Trailed by monks in saffron robes, Gangteng Tulku Rinpoche, a Buddhist master from the Kingdom of Bhutan, wore an orange shawl over his North Face fleece. He opened with a guttural chant, then spoke about the blessing ceremony through a translator, Sarah Harding, a professor at Naropa University in Boulder.
Rinpoche is a teacher of the Dzogchen (Great Perfection) line of Buddhism. Since he was a child he has been recognized as the ninth incarnation of Pema Lingpa, the patron saint of Bhutan, and entered monastic life, according to his meditation center’s website.
He sponsors more than 30 monasteries in his native Bhutan and around the world.
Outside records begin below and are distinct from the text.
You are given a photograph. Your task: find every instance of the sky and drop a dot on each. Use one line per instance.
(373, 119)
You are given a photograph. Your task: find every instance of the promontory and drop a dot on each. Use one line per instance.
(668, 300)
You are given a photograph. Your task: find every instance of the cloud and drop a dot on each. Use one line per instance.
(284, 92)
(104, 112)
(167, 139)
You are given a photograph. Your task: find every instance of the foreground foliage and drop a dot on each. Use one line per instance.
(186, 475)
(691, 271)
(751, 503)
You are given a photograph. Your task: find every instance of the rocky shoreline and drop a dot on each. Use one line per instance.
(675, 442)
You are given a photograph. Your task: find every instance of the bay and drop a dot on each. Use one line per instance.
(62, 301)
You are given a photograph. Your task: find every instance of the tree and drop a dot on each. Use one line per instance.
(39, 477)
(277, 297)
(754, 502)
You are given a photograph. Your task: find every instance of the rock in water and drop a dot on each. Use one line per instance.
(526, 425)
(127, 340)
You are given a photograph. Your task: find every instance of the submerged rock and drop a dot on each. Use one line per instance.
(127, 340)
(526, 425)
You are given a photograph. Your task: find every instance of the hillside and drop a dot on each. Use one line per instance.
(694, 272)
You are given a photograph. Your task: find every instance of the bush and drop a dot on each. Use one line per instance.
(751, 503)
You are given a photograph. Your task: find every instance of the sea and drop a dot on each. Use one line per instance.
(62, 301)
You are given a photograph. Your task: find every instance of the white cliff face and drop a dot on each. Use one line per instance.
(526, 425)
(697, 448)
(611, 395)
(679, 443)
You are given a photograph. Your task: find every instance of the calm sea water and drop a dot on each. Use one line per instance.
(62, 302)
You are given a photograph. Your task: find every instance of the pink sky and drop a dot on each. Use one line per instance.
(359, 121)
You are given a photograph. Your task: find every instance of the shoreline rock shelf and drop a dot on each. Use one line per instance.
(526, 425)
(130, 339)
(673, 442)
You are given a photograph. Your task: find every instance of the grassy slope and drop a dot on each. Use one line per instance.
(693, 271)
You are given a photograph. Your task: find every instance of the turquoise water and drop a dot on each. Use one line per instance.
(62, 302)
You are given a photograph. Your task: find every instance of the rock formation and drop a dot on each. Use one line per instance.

Rinpoche’s sect does not require monks to be celibate: He’s married and has children who are a good bets to be reincarnations of Buddhist saints.
The Roaring Fork Friends of Tibet, with the help of other area foundations, sponsored this week’s events, said Dennis Tuma, a member of the group.
“It’s a time to reinvent your situation,” Tuma said. “A spiritual dry cleaning.”
Friday night’s Kago, or blessing ceremony, consisted of ritual chants, and celebrants passed in front of the lama to receive blessing and a ritual protection cord the lama called “armor.”
“Wear it all the time,” the lama said in Tibetan, through translator Harding.
The ceremony was a way to remove “inner and secret obstacles and prevent things that might happen to you,” the lama said. “It gives you more merit, long life and influence.”
“He’s just putting his energy out into the community and we’re hoping that people respond in a positive way,” Tuma said.
The more than 50 who gathered enjoyed samosas, momos and chai tea from Nepal Restaurant in Glenwood Springs after the ceremony.
Rinpoche is on a prolonged U.S. tour, which included a visit to his meditation center in Crestone before stops in Crested Butte, Boulder and Los Angeles.
Rinpoche will hold a workshop in Nyingma Buddhism from 9 a.m. to 5 p.m. Saturday and 1-5 p.m. Sunday. Tuition is $ 50 per session and $ 125 for the weekend. The lama and his entourage of monks will also hold a ski- up Tibetan fire blessing at noon Jan. 10 in front of the ski patrol hut on Aspen Mountain.